Manufacturing digital transformation allows organizations to supervise manufacturing remotely, allowing production to continue uninterrupted. In rare cases like Covid-19, digitalized businesses have not had to cease or even slow down production. These systems can work without interruptions for much longer than any worker.
Digitalization also boosts methodology flexibility and reactivity. For example, if a production plant has a problem, an automatic alert is generated, and the issue is resolved regardless of the day, time, or presence.
Improved Operational Efficiency
Smart product connectivity allows devices to connect and communicate with each other (M2M). This connectivity enables decentralized decision-making. Many duties no longer require an employee to be physically present. New manufacturing and production models minimize boring, risky activities while increasing accuracy, efficiency, and responsiveness.

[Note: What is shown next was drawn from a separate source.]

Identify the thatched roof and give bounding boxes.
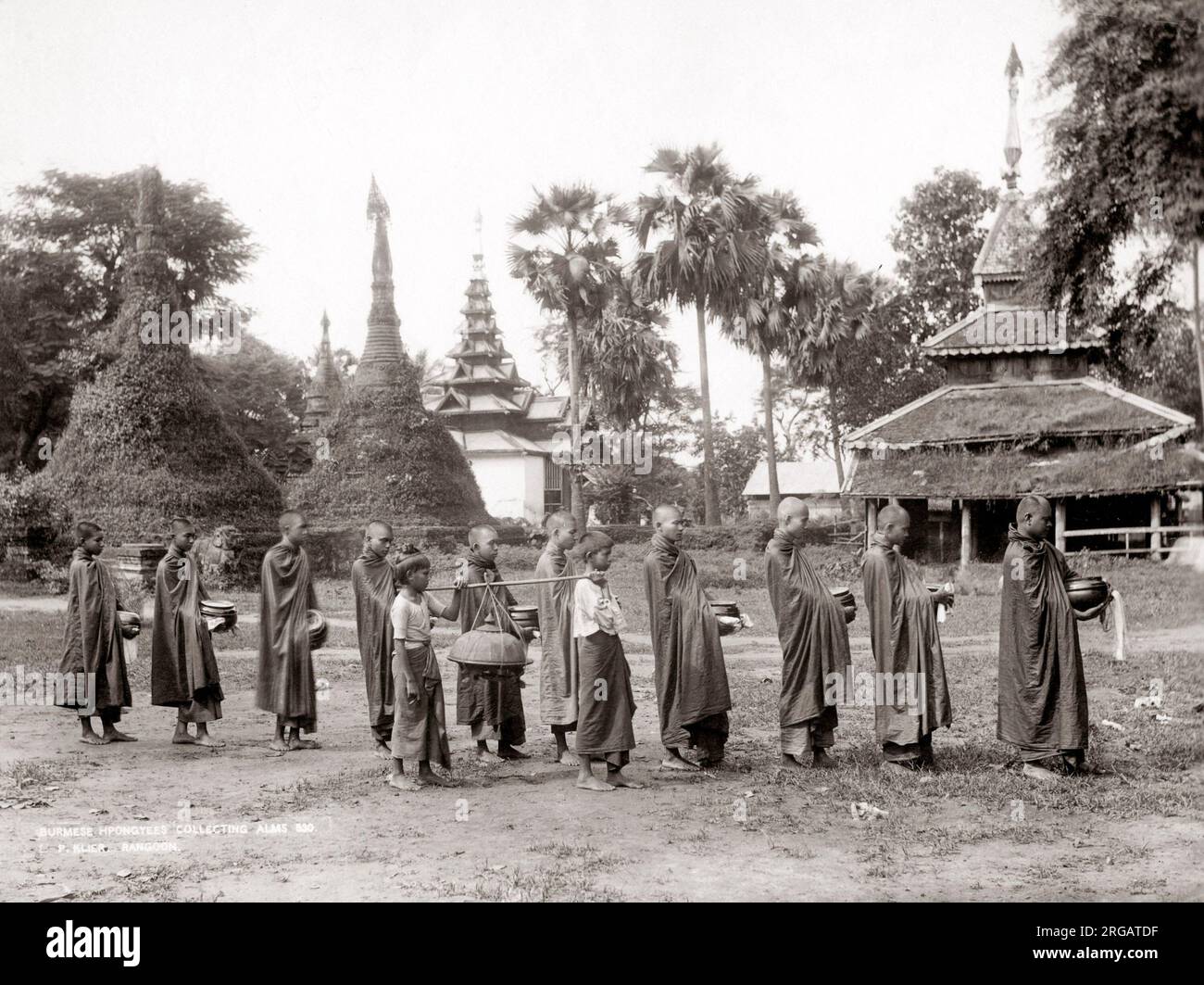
[846,442,1204,499]
[846,377,1195,448]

Transforming businesses through digital means making better decisions based on real-time data. Training, changes, and repairs are no longer issues due to reduced frequency and automation.
New Business Opportunities
New digital technologies enable the manufacture of previously unviable products and services, generating new revenue streams. Also, new services (innovation or reorientation) are launched considerably faster. Companies may utilize big data and AI to experiment, anticipate trends, and predict about new advancements. These technologies can help organizations become more eco-friendly and create products that are less detrimental to our environment.
Attracts New Talent
Professionals with fundamental talents in this complicated and disruptive environment are drawn to digitalizedorganizations that are up-to-date with trends and processes. Also, if the change is managed well, it will lead to higher profitability, increasing employee satisfaction. Human motivation, along with excellent digital technologies, will reflect in the company's production and profitability.
Dusseldorf@Germany: The Deloitte Digital Factory
The digital factory in Dusseldorf provides a flexible setting for innovative workshops and training, bringing together the old and new worlds of supply chain and industrial operations to provide a seamless experience. Specific use case examples, as well as the digital solutions sector, will motivate and encourage businesses to get on their digital transformation journeys, making use of the most up-to-date technologies in the process.
Manufacturing digitalization has a lot to offer the industry, and many manufacturers are capitalizing on this new phase of the industrial revolution by incorporating cutting-edge technologies into manufacturing and business operations. As said previously, the benefits of digital transformation in the manufacturing business are increasing the importance of digitalization in the industry. Transform your traditional manufacturing operating processes with these new manufacturing trends and observe the results that other benefitting manufacturing businesses have achieved.
Why is digitalization vital in manufacturing?
Manufacturing process digitization improves overall business performance. But the results are seen across the factory. Digital transformation improves working conditions for employees and streamlines daily operations.
How are digitization and digitalization different?
Digitalization is a transformation of data and processes. Digitalization is the use of digital technologies to collect data, identify patterns, and make better business decisions.
How digital technologies are applied in manufacturing?
Digital manufacturing technologies enable the integration of systems and processes across all stages of production, from design to production and beyond.